Two childcare providers have given their view on the now-scrapped childcare scheme for frontline workers.
It was due to start next Monday, and would have seen childcare professionals provide the service in family homes.
However providers had been warned their insurance would not cover them for COVID-19 claims if they took part in the scheme.
It was cancelled on Wednesday, after a low uptake by providers.
Claire Doyle is owner of Rathfarnham Day Care and Tender Years Creche in Naas.
She explained to Newstalk Breakfast why she did not sign up to the scheme.
"As a provider we felt that it was always unworkable.
"We didn't see how our staff going into homes - may not even be of our families - and us being completely liable for their breaks, their insurance, their working conditions - that was never going to be possible".

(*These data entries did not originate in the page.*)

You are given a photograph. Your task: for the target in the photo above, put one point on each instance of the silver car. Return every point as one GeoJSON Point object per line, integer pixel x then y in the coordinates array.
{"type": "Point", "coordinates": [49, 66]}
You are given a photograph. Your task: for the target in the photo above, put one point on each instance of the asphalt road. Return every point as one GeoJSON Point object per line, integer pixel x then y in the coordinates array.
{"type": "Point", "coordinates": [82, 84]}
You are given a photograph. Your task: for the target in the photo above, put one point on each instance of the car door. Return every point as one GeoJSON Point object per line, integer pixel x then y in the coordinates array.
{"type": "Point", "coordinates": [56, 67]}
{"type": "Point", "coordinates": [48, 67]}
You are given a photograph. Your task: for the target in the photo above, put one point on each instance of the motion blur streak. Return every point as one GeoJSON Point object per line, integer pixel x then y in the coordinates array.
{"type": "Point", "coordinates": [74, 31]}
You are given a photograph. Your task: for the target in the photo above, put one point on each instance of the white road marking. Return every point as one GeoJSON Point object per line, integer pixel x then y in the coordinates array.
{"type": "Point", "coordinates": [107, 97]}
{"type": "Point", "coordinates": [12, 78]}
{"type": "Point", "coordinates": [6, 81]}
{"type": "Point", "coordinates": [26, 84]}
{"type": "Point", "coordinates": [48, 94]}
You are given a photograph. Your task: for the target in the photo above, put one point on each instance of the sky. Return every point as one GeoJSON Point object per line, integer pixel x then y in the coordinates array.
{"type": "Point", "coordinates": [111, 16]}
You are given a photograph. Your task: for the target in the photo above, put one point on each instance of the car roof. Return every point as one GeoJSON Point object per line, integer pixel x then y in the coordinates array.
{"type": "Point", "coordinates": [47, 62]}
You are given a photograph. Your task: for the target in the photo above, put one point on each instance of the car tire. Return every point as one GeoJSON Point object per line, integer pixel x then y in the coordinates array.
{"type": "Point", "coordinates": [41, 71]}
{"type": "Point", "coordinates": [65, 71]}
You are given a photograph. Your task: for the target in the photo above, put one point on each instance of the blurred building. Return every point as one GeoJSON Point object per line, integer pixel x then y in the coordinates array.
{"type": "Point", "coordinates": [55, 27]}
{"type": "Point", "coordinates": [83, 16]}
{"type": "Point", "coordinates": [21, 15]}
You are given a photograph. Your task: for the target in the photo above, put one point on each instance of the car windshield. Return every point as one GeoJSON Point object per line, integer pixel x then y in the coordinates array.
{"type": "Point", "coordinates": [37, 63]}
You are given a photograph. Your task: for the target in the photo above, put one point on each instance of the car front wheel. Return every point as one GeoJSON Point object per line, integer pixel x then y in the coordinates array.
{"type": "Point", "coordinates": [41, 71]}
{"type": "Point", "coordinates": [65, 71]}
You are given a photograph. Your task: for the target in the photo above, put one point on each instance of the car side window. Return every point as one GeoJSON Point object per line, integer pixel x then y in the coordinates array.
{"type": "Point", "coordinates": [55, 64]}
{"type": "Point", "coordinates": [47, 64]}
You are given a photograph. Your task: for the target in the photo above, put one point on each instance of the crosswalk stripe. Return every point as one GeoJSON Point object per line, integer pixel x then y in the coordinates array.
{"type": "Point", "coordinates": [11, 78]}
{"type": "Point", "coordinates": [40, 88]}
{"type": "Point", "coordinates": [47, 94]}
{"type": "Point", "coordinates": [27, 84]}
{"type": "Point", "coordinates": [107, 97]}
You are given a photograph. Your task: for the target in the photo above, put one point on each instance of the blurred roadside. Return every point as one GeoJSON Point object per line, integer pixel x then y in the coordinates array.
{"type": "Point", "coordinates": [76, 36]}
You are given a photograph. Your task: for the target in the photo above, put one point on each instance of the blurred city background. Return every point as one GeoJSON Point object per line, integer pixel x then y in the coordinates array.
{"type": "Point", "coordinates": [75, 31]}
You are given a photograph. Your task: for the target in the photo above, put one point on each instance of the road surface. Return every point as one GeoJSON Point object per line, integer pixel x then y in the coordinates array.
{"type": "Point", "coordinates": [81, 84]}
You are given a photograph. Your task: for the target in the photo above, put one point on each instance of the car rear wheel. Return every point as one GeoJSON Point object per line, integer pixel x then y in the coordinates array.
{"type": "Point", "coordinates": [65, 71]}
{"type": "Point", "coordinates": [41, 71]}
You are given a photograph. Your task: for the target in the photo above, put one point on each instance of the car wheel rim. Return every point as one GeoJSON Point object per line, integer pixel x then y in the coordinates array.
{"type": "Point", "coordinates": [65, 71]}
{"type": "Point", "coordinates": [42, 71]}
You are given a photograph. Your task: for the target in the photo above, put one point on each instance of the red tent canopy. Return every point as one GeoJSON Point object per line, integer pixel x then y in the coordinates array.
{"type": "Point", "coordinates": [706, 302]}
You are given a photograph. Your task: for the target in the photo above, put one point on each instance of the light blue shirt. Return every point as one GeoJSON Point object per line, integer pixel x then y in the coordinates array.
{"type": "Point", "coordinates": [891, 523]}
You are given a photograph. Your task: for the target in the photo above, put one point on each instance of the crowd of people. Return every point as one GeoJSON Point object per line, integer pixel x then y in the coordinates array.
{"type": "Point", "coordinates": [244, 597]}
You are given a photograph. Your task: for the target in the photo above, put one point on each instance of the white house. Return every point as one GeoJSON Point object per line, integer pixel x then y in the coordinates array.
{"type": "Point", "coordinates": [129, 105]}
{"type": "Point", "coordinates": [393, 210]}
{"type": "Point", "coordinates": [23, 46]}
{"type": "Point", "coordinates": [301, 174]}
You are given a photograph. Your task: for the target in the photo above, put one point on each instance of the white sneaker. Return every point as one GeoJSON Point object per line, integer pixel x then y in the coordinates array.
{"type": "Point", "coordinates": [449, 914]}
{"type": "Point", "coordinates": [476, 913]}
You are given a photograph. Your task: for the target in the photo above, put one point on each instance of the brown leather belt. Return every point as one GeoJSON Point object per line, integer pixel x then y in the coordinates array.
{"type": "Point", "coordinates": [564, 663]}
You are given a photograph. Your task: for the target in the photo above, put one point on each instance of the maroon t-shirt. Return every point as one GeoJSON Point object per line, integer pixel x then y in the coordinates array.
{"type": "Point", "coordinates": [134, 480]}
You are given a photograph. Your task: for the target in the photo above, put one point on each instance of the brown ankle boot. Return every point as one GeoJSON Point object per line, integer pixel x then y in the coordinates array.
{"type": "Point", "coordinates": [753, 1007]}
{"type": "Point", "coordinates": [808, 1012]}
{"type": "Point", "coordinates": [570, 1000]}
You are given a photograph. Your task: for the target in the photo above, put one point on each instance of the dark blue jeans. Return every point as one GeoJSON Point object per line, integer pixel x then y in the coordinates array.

"I just think there was a lack of awareness from the Minister [Katherine Zappone] of the legislation and the regulations that they are responsible for enforcing.
"I just can't see how it was ever thought through.
"We wanted to help parents on the frontline - that's what childcare's for - it's for parents who work.
"So we were absolutely willing to do anything that was workable, but our staff going into individuals homes was just not going to work".
Karen Clince of of Tigers Childcare said some of her staff were willing to sign up to it - but there were also health concerns.
"We have 183 colleagues and we would have had eight colleagues that would have been willing to go into frontline workers homes.
"So although we would have encouraged, we wouldn't have gotten the feedback from our colleagues.
"And generally they just had concerns.
"They'd concerns in regards to going into homes where they couldn't stand over whether they were COVID free or not.
"And that was the biggest difficulty".
"Our colleagues are thinking of their own family situations and their own homes, and they just weren't willing to make those risks.
"Where[as], I suppose, they would have been much more enthusiastic of coming back into centres to provide that frontline care - where they knew the standards that we would have had or the policies and procedures that would have been in place to keep them safe".
Meanwhile the INMO has said funds that were to be used in the scheme should be reallocated to help pay for childcare for its members.
General-Secretary Phil Ni Sheaghdha said: "I think one of the clear statements the Government could make today is the money that was allocated for this can now - and must now - be reallocated to those who are paying over and above what they normally would in order to get to work".
"For example, we have a number of people who've said to us they have arrangements made where childcare workers have offered and have been more than willing to provide them with a service - but the cost of it is very high.
"We have already had examples of nurses who are paying just over €110 a day: that's a lot of money on a nurse's salary to get to work."